R vs Python: Nearly identical trajectories despite different text preprocessing

The overall shapes are nearly identical—both show the classic descent from positive to negative—but subtle differences may arise from how each implementation tokenizes words and splits sentences. For research reproducibility, document which implementation you use.

Cross-platform consistency

If you need identical results between R and Python for a specific project, consider:

  1. Pre-tokenizing text in a standardized way before analysis
  2. Using the same sentence splitting rules (e.g., export NLTK’s Punkt output)
  3. Explicitly documenting your preprocessing pipeline

For most narrative analysis purposes, these minor differences don’t affect interpretation of the overall emotional arc.

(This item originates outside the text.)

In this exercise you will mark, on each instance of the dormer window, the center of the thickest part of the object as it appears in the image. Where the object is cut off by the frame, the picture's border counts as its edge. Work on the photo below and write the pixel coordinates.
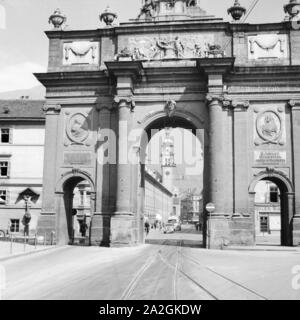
(5, 135)
(191, 3)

Comparing lexicons on the same text

Let’s see how different lexicons score the same passage:

sample_passage = """
The day began with brilliant sunshine and cheerful birdsong. 
Children laughed as they played in the park. But storm clouds gathered, 
and by evening a terrible darkness had fallen. Fear gripped the town 
as thunder crashed overhead.
"""

# Split into sentences
sentences = sentencizer.split(sample_passage)
print(f"Number of sentences: {len(sentences)}\n")

# Score with each lexicon
methods = ["syuzhet", "afinn", "bing"]
results = {}

for method in methods:
    scores = analyzer.sentence_scores(sentences, method=method)
    results[method] = scores
    print(f"{method.upper()} scores: {scores}")
    print(f"  Total: {sum(scores):.2f}\n")
Number of sentences: 4

SYUZHET scores: [2.25, 0.8, -2.25, -1.35]
  Total: -0.55

AFINN scores: [8.0, 1.0, -6.0, -2.0]
  Total: 1.00

BING scores: [2.0, 0.0, -3.0, -2.0]
  Total: -3.00

Notice how the lexicons produce different scores but similar patterns—all recognize the shift from positive (sunshine, cheerful) to negative (terrible, fear) sentiment.

Working with NRC emotions

The NRC lexicon offers a different approach: instead of a single sentiment score, you can track multiple emotional dimensions:

# Use the nrc_emotions method to get categorical breakdowns
emotion_results = analyzer.nrc_emotions(sentences)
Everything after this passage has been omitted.